Sunday, January 4, 2009

Rose and her story around again


My friends have finished reading The World is Round, story of Rose and her dog Love and I can't locate in my offspring's room the copy given to her as a child by an adult friend. Though I understand that this book also contains the famous words Rose is a rose is a rose is a rose("she would carve on a tree until it went all the way around") that were originally written for Stein's poem "Sacred Emily" they are now the lines most often associated in the minds of people largely unfamiliar with Gertrude Stein's writing with what her writing is. The recurrence of the rose like a mantra is so unlike the kind of advertising jingles that permeate the brain such as "double your pleasure double your fun with double-mint double-mint double-mint gum" from years ago and in repetition maddening and manipulative though at heart meaningless. The Stein rose mantra goes round only until it settles in and doesn't jangle the brain.

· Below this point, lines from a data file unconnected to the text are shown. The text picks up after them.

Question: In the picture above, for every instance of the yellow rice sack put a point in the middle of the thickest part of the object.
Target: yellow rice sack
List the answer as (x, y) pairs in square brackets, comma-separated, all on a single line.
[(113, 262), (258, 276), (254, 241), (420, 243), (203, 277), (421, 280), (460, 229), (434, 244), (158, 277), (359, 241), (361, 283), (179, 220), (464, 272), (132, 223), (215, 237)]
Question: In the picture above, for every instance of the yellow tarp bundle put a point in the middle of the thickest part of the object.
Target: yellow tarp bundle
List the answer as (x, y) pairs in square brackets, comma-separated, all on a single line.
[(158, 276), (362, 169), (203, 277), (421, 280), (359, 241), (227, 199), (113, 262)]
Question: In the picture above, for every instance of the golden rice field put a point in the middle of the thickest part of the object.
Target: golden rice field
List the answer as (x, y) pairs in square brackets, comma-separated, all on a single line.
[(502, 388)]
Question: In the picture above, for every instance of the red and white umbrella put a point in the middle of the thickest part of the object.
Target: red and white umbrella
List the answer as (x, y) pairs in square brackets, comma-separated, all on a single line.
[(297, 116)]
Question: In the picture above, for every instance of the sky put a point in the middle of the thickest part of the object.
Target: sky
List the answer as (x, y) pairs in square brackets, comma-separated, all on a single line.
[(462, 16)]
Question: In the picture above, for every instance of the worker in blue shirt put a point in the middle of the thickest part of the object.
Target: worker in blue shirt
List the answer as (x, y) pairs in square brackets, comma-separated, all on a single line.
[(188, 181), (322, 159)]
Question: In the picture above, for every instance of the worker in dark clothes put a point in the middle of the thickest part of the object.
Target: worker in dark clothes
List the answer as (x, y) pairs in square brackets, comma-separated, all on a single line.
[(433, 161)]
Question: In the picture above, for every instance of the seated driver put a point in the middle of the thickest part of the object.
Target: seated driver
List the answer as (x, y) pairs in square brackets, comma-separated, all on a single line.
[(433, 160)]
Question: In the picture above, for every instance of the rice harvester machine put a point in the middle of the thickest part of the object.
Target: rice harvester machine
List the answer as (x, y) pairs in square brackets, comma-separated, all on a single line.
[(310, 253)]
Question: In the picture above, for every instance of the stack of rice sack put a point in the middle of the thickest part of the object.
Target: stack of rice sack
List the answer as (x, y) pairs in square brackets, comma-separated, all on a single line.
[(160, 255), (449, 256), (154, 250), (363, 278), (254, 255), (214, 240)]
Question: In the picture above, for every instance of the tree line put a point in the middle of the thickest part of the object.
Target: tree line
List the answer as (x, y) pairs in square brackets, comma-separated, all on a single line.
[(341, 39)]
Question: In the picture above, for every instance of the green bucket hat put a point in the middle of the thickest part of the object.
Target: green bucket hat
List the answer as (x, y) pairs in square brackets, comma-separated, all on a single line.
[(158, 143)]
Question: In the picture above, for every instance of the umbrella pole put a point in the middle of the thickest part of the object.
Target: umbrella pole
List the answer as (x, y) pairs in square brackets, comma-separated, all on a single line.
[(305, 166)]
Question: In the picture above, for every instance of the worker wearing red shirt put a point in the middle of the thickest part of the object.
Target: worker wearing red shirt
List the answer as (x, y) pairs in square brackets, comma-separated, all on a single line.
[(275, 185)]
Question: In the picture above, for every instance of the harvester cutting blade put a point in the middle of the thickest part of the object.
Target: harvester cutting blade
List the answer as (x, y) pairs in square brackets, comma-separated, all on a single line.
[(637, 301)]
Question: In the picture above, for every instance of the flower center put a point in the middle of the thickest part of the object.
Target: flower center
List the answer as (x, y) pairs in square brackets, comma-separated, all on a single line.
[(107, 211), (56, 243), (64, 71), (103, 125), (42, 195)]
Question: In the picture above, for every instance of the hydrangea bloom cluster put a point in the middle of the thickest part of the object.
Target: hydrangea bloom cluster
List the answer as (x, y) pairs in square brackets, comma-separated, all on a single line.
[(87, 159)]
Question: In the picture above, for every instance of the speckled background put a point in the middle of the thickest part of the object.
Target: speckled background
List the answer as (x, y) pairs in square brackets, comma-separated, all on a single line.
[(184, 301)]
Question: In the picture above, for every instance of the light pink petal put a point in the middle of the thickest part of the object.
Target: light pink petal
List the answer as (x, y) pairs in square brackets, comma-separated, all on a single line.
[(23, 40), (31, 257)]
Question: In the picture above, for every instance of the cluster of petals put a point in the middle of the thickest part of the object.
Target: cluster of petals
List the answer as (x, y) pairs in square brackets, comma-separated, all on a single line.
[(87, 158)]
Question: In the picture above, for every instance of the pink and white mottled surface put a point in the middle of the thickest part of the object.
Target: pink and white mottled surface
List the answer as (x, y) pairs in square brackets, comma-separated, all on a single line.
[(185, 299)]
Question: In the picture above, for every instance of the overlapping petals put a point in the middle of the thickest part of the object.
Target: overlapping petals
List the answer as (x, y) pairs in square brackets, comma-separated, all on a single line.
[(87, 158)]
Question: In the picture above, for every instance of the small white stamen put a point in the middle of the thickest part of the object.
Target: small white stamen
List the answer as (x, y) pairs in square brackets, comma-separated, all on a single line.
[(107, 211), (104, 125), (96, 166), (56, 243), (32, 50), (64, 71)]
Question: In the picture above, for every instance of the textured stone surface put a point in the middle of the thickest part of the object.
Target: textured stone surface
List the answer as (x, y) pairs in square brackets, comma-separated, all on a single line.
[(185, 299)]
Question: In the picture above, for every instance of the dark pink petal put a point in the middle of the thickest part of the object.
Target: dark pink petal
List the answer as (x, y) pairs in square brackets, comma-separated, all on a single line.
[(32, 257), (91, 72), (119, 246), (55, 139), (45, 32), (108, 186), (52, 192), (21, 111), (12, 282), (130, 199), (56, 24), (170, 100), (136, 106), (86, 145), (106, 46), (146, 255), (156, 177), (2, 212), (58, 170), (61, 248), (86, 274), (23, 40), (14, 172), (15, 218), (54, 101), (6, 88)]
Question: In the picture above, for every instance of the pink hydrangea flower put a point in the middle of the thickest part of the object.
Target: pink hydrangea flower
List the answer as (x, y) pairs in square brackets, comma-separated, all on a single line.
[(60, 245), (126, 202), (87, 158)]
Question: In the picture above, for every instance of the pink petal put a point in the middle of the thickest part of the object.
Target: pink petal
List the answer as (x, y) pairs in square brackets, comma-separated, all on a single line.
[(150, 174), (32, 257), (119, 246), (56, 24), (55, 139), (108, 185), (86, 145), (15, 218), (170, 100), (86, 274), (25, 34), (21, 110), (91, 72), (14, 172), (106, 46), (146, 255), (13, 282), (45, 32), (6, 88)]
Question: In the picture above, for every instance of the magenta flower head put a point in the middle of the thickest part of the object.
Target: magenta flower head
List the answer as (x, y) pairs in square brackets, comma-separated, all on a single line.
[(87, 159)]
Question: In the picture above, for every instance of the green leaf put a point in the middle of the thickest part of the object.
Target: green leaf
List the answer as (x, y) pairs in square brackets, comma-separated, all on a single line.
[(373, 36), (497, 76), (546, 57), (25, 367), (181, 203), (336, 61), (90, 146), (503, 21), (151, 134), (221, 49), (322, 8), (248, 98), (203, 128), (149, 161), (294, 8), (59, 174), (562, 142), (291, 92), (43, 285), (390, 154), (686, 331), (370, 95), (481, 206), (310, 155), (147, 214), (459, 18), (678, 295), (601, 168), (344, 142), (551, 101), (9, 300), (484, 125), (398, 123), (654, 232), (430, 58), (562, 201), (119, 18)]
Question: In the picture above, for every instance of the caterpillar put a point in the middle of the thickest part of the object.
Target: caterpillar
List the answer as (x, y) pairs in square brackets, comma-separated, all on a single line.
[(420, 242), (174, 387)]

There are countless poems with the Rose Emblematic: My Love is Like a Red Red Rose; A rose by any other name would smell as sweet; Rose thou art sick; Strew on her roses roses and never a spray of yew -- all these flood in with their metaphorical odour of love, disease, and death. Gertrude's rose is rose and nothing but and is assigned no symbolic content, no colour, no scent, no qualifier of any kind. It is simply there and plainly so. No suggestion of beauty or truth but haunting for all its insistent "thereness" that both plays with meaning and provokes questioning.

Today I've been reading and re-reading Ann Lauterbach's essay "Slaves of Fashion" about poetry that doesn't take risks, doesn't push boundaries, doesn't work (or play) as a "place of discovery." For her Gertrude Stein's writing seems a kind of touchstone for poetry that ventures and a reliable one and also for me a kind of tonic and restorative and an actual lodestar in a culture drowning in debased language.